Hello guys, I need help with the following problem:

A circle is inscribed in a right triangle with point P common to both the circle and hypotenuse AB. Find the area of the triangle if AP*BP=24 (hint: sketch a triangle!)

here's the drawing I made (see attached) and the work I have so far:

1. Basically, what I did was draw a point on the middle of the circle. From there, I connected the the segments AB, BC, and AC with a perpendicular line from point O. Then, I named AC "side b" and BC "side a". Next, I connected point O with the vertices A and B.

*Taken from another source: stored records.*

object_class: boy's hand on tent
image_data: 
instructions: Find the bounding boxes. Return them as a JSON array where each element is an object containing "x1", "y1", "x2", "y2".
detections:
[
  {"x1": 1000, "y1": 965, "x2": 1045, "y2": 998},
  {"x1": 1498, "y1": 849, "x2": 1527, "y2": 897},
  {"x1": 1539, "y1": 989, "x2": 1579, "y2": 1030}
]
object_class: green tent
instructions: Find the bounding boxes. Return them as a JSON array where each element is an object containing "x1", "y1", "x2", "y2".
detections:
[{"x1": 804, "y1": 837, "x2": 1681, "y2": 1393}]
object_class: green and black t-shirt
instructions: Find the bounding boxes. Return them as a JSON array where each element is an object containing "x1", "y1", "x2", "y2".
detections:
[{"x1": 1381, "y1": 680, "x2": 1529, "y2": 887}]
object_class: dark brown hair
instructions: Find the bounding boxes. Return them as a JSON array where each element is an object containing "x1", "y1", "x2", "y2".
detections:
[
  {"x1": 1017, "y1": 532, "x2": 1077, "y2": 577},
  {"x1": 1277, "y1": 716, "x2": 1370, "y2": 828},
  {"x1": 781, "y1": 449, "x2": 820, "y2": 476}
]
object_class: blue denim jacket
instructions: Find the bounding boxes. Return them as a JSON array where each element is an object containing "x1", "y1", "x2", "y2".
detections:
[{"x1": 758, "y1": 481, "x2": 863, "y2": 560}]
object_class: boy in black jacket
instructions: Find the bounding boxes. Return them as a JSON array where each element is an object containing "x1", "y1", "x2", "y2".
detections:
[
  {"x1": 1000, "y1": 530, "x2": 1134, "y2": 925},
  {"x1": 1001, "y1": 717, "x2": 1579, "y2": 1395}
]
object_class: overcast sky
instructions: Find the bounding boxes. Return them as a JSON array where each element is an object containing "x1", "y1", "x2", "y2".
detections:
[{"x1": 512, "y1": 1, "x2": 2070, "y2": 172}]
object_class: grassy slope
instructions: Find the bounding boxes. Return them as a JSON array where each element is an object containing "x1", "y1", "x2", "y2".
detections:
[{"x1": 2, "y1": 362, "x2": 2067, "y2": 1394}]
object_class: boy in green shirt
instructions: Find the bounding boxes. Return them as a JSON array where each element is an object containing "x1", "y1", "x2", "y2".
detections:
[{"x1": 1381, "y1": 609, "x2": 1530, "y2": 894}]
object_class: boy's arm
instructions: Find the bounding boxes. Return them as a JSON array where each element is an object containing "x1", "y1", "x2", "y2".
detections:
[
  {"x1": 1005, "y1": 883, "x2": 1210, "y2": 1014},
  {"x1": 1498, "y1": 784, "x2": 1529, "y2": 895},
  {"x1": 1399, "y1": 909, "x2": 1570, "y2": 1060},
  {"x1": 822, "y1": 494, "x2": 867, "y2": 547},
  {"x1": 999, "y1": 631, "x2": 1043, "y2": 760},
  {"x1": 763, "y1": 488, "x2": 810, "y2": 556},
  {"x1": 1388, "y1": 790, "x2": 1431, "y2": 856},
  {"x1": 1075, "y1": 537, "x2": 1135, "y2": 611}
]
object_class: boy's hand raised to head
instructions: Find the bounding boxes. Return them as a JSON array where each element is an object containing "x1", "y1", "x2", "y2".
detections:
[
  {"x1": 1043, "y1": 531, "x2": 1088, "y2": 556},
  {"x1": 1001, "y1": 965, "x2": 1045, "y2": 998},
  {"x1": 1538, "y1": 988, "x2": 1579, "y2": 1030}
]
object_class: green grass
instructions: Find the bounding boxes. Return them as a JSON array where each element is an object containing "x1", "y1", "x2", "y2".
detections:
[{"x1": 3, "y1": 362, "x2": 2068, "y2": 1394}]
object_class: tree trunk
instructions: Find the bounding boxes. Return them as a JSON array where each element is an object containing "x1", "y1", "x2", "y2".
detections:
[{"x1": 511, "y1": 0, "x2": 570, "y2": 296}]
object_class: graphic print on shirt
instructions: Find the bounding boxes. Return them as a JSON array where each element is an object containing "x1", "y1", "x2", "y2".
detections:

2. Now, triangles AOP and AOF are congruent as well as triangles BOP and BOE. Also, OF is parallel to BC and OE is parallel to AC. Thus, CF = CE = radius of circle, so AF = side b - radius (r) and BE = side a - r

3. By the congruent triangles, AP = b-r and BP = a - r

combining the results (AP = b-r and BP = a - r) I wrote a quadratic equation in r and I got: r = (a+b+c/2) where c is the hypotenuse (AB)

From here, I don't know what to do next. I'm confused and I have no idea about how to find the two legs (the legs are needed to find the area because one is the height and the other the base). Any form of help is appreciated. Please help me!!!

Thank you very much!

Re: A Circle inscribed in a right triangle" problem (need help!!)

I would use the Pythagorean theorem to state:

$\displaystyle (\bar{AP}+r)^2+(\bar{BP}+r)^2=(\bar{AP}+\bar{BP})^ 2$

$\displaystyle \bar{AP}^2+2r\bar{AP}+r^2+\bar{BP}^2+2r\bar{BP}+r^ 2=\bar{AP}^2+2\bar{AP}\bar{BP}+\bar{BP}^2$

$\displaystyle 2r\bar{AP}+2r\bar{BP}+2r^2=2\bar{AP}\bar{BP}$

$\displaystyle r\bar{AP}+r\bar{BP}+r^2=\bar{AP}\bar{BP}$

We are told $\displaystyle \bar{AP}\bar{BP}=24$ hence:

$\displaystyle r(\bar{AP}+\bar{BP}+r)=24$

Now, referring to your diagram, we may find the area $\displaystyle A$ of the triangle by adding together the square and 4 triangles making up the total triangle:

$\displaystyle A=r^2+r\bar{AP}+r\bar{BP}=r(\bar{AP}+\bar{BP}+r)$

Using our previous result, we find:

$\displaystyle A=24$

Re: A Circle inscribed in a right triangle" problem (need help!!)

Quote:

Originally Posted by

**MarkFL2** I would use the Pythagorean theorem to state:

$\displaystyle (\bar{AP}+r)^2+(\bar{BP}+r)^2=(\bar{AP}+\bar{BP})^ 2$

$\displaystyle \bar{AP}^2+2r\bar{AP}+r^2+\bar{BP}^2+2r\bar{BP}+r^ 2=\bar{AP}^2+2\bar{AP}\bar{BP}+\bar{BP}^2$

$\displaystyle 2r\bar{AP}+2r\bar{BP}+2r^2=2\bar{AP}\bar{BP}$

$\displaystyle r\bar{AP}+r\bar{BP}+r^2=\bar{AP}\bar{BP}$

We are told $\displaystyle \bar{AP}\bar{BP}=24$ hence:

$\displaystyle r(\bar{AP}+\bar{BP}+r)=24$

Now, referring to your diagram, we may find the area $\displaystyle A$ of the triangle by adding together the square and 4 triangles making up the total triangle:

$\displaystyle A=r^2+r\bar{AP}+r\bar{BP}=r(\bar{AP}+\bar{BP}+r)$

Using our previous result, we find:

$\displaystyle A=24$

Thank you so much!!!!!!!! :) So in other words, the area of the triangle equals 24?? (same as AP*PB=24??!!!!)